When I visited her in Eagle Rock, California, Omi would take me on adventures to local museums, leather factories, stables, Chinatown, eccentric neighbors houses, and let me run wild through her garden. As a young child, she trusted me to cut her hair, and asked me to teach her how to whistle. She fostered my meager artistic talent, and gave me my first camera, an old manual Nikon. We developed photographs together in the darkroom she built in her basement. Each night Omi would read me stories from Grimms’ fairy tales, and play the piano until I fell asleep. She was an amazing cook, and would often bake apple crumbles. She died of bone cancer at 65 years young, when I was 12.
In honor of my grandmother, this week’s Dia de los Muertos dish is baked Cinnamon Apple Skulls.
In ancient Greece, to throw an apple, sacred to Aphrodite, at someone was to symbolically declare one’s love, and to catch it showed one’s acceptance of that love.

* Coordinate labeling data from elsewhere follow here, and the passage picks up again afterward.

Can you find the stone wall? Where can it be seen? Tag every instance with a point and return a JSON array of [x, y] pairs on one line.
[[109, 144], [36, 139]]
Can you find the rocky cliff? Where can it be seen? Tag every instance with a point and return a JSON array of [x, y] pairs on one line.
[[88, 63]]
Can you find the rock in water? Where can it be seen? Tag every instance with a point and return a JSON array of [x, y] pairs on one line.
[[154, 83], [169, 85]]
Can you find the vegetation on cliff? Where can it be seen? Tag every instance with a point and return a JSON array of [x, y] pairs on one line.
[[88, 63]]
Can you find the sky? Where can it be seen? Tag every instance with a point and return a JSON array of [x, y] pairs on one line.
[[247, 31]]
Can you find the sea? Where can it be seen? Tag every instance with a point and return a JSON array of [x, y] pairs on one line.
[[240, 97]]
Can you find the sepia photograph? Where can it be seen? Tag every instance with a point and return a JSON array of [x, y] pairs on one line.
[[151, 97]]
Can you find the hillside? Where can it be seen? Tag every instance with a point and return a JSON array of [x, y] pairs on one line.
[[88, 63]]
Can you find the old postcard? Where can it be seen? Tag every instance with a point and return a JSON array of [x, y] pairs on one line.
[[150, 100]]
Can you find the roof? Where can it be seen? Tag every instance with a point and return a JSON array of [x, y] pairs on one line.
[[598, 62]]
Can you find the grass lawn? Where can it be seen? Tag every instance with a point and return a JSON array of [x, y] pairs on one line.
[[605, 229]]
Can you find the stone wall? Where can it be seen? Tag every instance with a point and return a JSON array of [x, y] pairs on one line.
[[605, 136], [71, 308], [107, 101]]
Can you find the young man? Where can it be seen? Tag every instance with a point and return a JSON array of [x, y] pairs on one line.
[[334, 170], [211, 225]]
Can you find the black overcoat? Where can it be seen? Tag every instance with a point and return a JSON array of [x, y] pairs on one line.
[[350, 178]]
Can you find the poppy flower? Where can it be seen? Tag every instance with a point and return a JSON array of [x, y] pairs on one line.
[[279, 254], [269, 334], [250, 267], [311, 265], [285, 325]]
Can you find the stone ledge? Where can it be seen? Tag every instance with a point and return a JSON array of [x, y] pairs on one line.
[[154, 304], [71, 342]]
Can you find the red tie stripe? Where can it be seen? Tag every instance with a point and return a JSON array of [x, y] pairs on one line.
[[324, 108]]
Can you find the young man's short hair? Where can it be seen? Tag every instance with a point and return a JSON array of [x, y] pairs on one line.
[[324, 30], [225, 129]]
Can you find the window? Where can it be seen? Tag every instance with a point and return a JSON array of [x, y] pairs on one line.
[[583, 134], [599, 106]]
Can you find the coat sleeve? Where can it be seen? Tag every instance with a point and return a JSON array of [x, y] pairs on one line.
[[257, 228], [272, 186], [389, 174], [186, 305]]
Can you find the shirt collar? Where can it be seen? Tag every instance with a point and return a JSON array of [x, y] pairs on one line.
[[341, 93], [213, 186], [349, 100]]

In Norse mythology, the goddess Iðunn has been portrayed as the keeper of eternal youth-giving apples. Apples have commonly been found at grave sites of Germanic pagan peoples, from which Norse paganism developed. 3
Apples are rich in antioxidant phytochemicals called flavonols, which research suggests have cardio-protective, anti-cancer, and anti-inflammatory effects. Apples are also high in the soluble fiber pectin, which can bind and lower cholesterol. 4
Cinnamon Apple Skulls
Preparation Time: 20 minutes
Baking Time: 1 hour
Yield: 6 – 8 apples
6 – 8 apples
Juice of 1 lemon
1 batch cinnamon crumble filling:
3 Tablespoons butter, softened
3 Tablespoons almond butter
6 Tablespoons brown sugar
7 Tablespoons flour
1 teaspoon cinnamon
1/4 teaspoon allspice
1 teaspoon vanilla
salt to taste (1/8 – 1/4 teaspoon)
Optional: additional fillings, such as nuts and raisins.
Optional: food coloring, edible flowers, and/or orange slices to decorate skulls.
small paring knife, exacto knife, apple corer, and/or tiny spoon for carving and coring apple
1. Squeeze lemon juice into small bowl.
2. Mash together Cinnamon Crumble Filling ingredients in medium bowl.
3. Carve face in apple.
4. Apply lemon juice to exposed apple flesh, to prevent it from turning brown.
5. Core apple, removing seeds while being careful to leave bottom intact, so fillings don’t leak out.
6. Stuff apple, layering fillings, until flush with top of apple.
7. Optional: Paint apple face with food coloring.
8. Bake at 350F for 1 hour or until filling browned and apple soft. Filling may bubble over to create “hair.” Let cool.
9. Optional: Poke flowers into skull eye sockets. Crown skulls with orange half-slices.
3. Ellis Davidson, H.R. (1965) Gods And Myths Of Northern Europe, page 165 to 166.